In Ethiopia, the under-5 mortality rate in 1990 was 202 per 1,000 live births, one of the highest rates in the world. By 2010, that rate has dropped by half to 101 per 1,000. Even countries with low numbers of child deaths have continued to see mortality declines. Singapore had a child mortality rate of eight per 1,000 live births in 1990, but by 2010, that rate had dropped to two, the lowest in the world.

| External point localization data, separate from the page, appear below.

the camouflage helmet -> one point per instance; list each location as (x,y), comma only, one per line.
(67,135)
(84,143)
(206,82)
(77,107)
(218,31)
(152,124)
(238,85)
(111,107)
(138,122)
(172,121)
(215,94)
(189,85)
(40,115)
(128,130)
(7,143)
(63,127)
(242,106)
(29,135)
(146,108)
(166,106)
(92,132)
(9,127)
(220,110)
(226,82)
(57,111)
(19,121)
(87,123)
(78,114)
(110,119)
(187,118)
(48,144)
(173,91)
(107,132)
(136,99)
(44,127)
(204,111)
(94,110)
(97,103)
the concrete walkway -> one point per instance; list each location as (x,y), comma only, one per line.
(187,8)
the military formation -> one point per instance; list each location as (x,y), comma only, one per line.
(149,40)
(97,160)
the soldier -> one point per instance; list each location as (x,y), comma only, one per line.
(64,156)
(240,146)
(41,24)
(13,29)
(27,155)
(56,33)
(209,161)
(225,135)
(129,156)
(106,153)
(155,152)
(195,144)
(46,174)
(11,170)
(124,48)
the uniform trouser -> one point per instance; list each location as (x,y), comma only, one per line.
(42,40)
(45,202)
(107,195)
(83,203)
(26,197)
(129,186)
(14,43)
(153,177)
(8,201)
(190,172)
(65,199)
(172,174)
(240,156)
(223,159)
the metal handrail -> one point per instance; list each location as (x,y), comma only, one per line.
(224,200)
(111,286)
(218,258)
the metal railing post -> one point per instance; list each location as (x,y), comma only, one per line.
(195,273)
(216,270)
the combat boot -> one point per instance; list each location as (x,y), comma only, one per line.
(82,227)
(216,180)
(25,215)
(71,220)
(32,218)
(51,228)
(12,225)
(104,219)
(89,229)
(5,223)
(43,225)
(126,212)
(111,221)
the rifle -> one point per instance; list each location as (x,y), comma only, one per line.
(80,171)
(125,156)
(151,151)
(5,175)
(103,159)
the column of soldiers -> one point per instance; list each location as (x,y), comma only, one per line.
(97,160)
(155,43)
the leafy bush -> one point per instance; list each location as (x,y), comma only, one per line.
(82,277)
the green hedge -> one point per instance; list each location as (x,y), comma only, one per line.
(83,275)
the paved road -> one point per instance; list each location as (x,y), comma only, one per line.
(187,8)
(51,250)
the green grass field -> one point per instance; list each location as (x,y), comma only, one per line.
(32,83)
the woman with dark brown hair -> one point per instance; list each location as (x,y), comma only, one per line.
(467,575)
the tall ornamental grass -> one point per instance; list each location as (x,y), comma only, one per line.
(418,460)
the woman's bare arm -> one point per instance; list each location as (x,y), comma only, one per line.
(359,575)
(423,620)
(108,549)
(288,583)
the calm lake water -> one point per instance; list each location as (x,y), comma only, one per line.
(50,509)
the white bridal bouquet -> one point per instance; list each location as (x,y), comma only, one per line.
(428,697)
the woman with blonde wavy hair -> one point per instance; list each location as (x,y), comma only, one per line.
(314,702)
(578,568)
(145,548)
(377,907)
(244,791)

In high-income countries, which make up less than 1% of all child deaths, stark differences remain. The United States, for example, ranks 42nd in the world for its 2010 under-5 mortality rate, lower than most of Europe, including countries with far fewer resources, such as Estonia, Croatia, and Hungary.
Analytical approach
Researchers compiled a database of 16,174 measurements of mortality in children younger than 5 years for 187 countries from 1970 to 2009, and used data from all available sources, including vital registration systems, summary birth histories in censuses and surveys, and complete birth histories. Gaussian process regressions were used to generate estimates of the probability of death between birth and 5 years. Neonatal, postneonatal, and childhood mortality was estimated from mortality in children younger than 5 years with 1,760 measurements from vital registration systems and complete birth histories that contained specific information about neonatal and postneonatal mortality.
Research objective
Previous research has highlighted that less than a quarter of countries are on track to achieve MDG 4, which calls for a two-thirds reduction in mortality in children younger than 5 years between 1990 and 2015. Given policy changes and investments that have occurred in the last 10 years, the researchers aimed to assess the extent to which countries have achieved the MDG 4 target. This research is part of ongoing work by IHME to better measure global health by generating systematic estimates of demographics, including mortality.
Recommendations for future work
The finding that many low-income countries are experiencing an accelerated decline in child mortality does not take into account the possible reasons for this finding, including increased coverage of health interventions, such as immunization, insecticide-treated bed nets, prevention of mother-to-child HIV, and antiretroviral drug administration. It is crucial for future research to conduct careful country case studies to help explain this finding. Researchers should also take the next step to relate levels and trends in child mortality to changes in the key drivers of child mortality, including income per capita and level of maternal education, to better understand where country performance has been better than expected. Finally, there is evidence of a slowing decline in mortality in some countries, including the US, UK, New Zealand, and South Korea, showing rates that are slower than expected. These cases merit further scrutiny to identify factors responsible for slowdowns in progress that might be amenable to intervention.